So, clearly the icosahedron is great for reducing distortion. But, there is also another reason it’s become so popular:
Subdivision parallels image up-sampling
Take a look at the equations below. These show how to compute the number of faces and vertices for each successive subdivision level.
Take note of that factor of 4. A subdivision turns 1 face into 4 faces, just like how image up-sampling turns 1 pixel into 4 pixels.
For vertices, it’s not quite the same, but it’s fairly close.
Now remember, many of our favorite fully-convolutional network architectures (like FCNs, U-Nets, and ResNets) incorporate these down-sampling and up-sampling operations to encode and then decode learned features. Because subdivision has this nice parallel with these operations, the subdivided icosahedron can fit nicely into our existing CNN paradigm.
So many ways to convolve on the icosahedron!
As I pointed out before, 6 different papers proposed novel analysis using the icosahedron in 2019. Let’s take a shallow dive into each of these papers to see, empirically, how and why the icosahedron works, and what considerations we have to make to use it.
I will start this section with my own contribution to this approach, because I directly compare different spherical representations.
Mapped Convolutions (Eder et al., arXiv 2019) [Code]
Convolutions on Spherical Images (Eder and Frahm, CVPR Workshops 2019, Oral)
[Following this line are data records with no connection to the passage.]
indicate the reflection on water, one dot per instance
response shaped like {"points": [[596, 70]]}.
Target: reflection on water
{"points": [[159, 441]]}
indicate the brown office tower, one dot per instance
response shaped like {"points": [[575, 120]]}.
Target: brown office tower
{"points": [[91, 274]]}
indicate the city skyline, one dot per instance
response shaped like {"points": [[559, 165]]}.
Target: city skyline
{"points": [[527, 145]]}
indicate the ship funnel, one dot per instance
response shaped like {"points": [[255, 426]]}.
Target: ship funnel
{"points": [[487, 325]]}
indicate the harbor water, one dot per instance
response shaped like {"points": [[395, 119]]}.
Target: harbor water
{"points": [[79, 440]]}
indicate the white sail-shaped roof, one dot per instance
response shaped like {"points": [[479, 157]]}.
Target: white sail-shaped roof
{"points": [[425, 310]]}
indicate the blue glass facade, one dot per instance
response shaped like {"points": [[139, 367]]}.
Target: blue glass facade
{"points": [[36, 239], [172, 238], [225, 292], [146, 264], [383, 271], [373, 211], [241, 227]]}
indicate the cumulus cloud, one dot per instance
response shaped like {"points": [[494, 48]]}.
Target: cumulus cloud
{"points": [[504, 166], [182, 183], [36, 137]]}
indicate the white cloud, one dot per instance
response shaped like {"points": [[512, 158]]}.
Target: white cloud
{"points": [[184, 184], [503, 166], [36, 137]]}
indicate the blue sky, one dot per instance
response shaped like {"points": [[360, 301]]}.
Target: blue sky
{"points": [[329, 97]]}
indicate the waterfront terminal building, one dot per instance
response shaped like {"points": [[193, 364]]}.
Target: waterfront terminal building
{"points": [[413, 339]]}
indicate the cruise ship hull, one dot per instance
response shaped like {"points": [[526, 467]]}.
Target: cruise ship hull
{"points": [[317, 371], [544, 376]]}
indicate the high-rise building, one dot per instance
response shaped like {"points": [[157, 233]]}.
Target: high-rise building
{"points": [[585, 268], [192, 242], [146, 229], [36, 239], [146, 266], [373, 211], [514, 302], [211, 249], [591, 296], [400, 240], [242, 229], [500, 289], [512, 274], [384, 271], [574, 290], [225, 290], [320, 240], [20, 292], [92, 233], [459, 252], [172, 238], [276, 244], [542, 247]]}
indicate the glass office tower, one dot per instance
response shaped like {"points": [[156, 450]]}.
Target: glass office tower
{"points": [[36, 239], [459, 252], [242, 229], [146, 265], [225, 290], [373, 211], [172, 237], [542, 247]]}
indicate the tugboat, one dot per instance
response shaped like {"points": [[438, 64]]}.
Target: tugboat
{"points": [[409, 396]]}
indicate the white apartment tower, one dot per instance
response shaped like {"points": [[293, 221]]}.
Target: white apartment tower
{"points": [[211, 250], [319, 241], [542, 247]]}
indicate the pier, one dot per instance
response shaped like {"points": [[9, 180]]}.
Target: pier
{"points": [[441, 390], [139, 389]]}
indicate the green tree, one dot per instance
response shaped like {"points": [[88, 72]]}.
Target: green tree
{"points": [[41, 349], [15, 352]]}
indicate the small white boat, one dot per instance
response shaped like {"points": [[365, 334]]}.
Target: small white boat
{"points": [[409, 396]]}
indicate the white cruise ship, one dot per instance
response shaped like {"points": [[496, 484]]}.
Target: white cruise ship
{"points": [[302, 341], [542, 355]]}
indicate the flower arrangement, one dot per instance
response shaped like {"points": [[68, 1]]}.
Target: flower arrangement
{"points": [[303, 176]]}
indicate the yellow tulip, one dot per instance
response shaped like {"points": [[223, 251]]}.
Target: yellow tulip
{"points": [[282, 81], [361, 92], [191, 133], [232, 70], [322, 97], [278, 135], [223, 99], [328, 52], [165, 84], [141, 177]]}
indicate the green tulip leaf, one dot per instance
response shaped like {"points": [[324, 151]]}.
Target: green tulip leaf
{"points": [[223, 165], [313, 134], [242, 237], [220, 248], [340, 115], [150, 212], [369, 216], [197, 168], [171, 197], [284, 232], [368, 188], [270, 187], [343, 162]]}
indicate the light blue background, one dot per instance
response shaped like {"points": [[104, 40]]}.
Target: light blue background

The key contribution of these papers is to tout the representational benefits of the subdivided icosahedron and to provide a solution to convolve on its surface. In these works, I look at the tasks of depth estimation and semantic segmentation using an equirectangular image, a cube map, and a level 7 subdivided icosahedron. To provide an apples-to-apples comparison, I generalize the location-adaptive methods by developing a “mapped convolution” operation that accepts an adjacency list to determine where a convolutional kernel should sample. This approach allows us to map the kernel to the faces of the subdivided icosahedron without changing the convolution operation in any way. The results show a 12.6% improvement in overall semantic segmentation mean IOU and a nearly 17% improvement in absolute error for depth estimation,
Simply by resampling the image to the subdivided icosahedron!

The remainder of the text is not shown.